A couple of months later, Allison had to receive an evaluation from her supervisor. She caught herself ruminating furiously about the upcoming meeting, when there was nothing she could do about it. She wanted to call in sick, maybe even quit, to avoid her supervisor, but she didn’t. She fell back on her defusion skills from chapter 8, telling herself, “There’s a ‘getting fired’ thought again” and “Thank you, mind, for that inadequacy thought.” Her anxiety relaxed a little and she got through the evaluation with her job intact. In fact, her supervisor remarked, “You haven’t seemed so nervous lately.”
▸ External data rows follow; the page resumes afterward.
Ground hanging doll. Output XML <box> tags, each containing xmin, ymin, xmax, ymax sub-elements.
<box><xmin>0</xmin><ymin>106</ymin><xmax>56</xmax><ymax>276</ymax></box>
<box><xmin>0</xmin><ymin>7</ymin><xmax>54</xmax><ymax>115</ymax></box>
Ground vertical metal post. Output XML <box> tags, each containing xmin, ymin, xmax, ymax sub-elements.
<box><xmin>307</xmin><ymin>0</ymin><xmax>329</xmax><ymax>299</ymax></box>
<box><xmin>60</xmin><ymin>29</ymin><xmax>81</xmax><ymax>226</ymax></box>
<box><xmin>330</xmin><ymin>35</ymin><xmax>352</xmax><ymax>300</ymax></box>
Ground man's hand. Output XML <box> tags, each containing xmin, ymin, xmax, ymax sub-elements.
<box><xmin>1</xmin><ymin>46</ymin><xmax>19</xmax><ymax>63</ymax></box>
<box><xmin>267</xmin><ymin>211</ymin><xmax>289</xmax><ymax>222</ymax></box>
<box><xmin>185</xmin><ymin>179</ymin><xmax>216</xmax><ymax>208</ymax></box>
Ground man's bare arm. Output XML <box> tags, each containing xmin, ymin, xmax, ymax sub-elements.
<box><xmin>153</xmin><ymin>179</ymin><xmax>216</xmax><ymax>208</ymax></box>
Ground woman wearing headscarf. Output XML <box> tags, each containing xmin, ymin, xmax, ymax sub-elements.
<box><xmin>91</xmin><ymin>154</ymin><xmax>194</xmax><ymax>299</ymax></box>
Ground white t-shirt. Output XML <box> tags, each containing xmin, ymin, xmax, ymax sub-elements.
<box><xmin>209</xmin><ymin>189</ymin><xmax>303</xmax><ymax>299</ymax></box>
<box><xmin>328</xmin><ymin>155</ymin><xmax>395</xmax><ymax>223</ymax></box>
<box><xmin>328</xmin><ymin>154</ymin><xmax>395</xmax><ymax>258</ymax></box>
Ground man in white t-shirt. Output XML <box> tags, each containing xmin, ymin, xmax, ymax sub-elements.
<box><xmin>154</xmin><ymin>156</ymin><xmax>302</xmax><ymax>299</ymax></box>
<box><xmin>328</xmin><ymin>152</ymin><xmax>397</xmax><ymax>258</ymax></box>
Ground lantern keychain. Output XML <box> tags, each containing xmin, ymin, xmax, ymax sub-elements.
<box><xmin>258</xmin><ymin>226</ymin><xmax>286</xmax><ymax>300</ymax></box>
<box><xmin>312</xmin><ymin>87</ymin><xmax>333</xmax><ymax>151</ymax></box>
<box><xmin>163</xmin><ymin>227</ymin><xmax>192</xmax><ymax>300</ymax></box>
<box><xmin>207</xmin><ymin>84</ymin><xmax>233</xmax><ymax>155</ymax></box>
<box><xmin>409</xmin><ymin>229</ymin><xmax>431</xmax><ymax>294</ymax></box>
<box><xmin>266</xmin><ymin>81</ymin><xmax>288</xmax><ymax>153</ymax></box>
Allison’s father and ex-husband were involved in a family business, so her divorce was a nightmare of recriminations, bad feelings, and complex negotiations. She was supposed to read and sign a thick stack of papers that sat on her nightstand for two weeks past the date by which she had promised to return them. She moved them to the dining room table to work on them, then distracted herself by binge-watching TV until the papers were covered with junk mail and she forgot where she had put them. One day she was playing a game on her phone when yet another text from her ex-husband reminded her that she was avoiding signing the papers. She realized that her procrastination and distraction behaviors were alarm bells. She turned off her phone right then, ransacked the house until she found the papers, and forced herself to sit in a straight chair at the dining room table until she had read and signed them all. It took a painful two hours, but she was relieved when she was finally done.

A Contract with Yourself

Summarize your relapse plan by using the following worksheet to make a contract with yourself. Even though you have already listed your alarm bells in the previous exercise, it’s a good idea to refine that list here to reinforce your plan. (A downloadable version of this contract is available at http://www.newharbinger.com/34749.)

Contract

When these alarm bells ring:

I will:

  1. Name it a relapse and claim responsibility for it.
  2. Confront, encounter, and expose myself to what I fear, cutting avoidance short.
  3. Handle my stressors with my auxiliary skills of cognitive flexibility, defusion, accurate threat assessment, and distress tolerance.

Signature Date

Example: Allison’s Contract

Here is Allison’s contract with herself:

Contract

When these alarm bells ring:

Scary trip with daughter

Business meeting with ex-husband

Avoiding entering a high building

Being evaluated or judged by others

Overpreparing for stressful work meetings

Constant worry

I will:

  1. Name it a relapse and claim responsibility for it.
  2. Confront, encounter, and expose myself to what I fear, cutting avoidance short.
  3. Handle my stressors with my auxiliary skills of cognitive flexibility, defusion, accurate threat assessment, and distress tolerance.

Signature Allison Date April 23

Going Forward

You’ve come a long way in your journey through this book. Congratulations on your persistence and your dedication to living your life according to your true values, in spite of your fears. As you go forward and encounter challenges from day to day, remember that although some relapse is inevitable, you have a plan to get back on track, and the skills to accomplish it.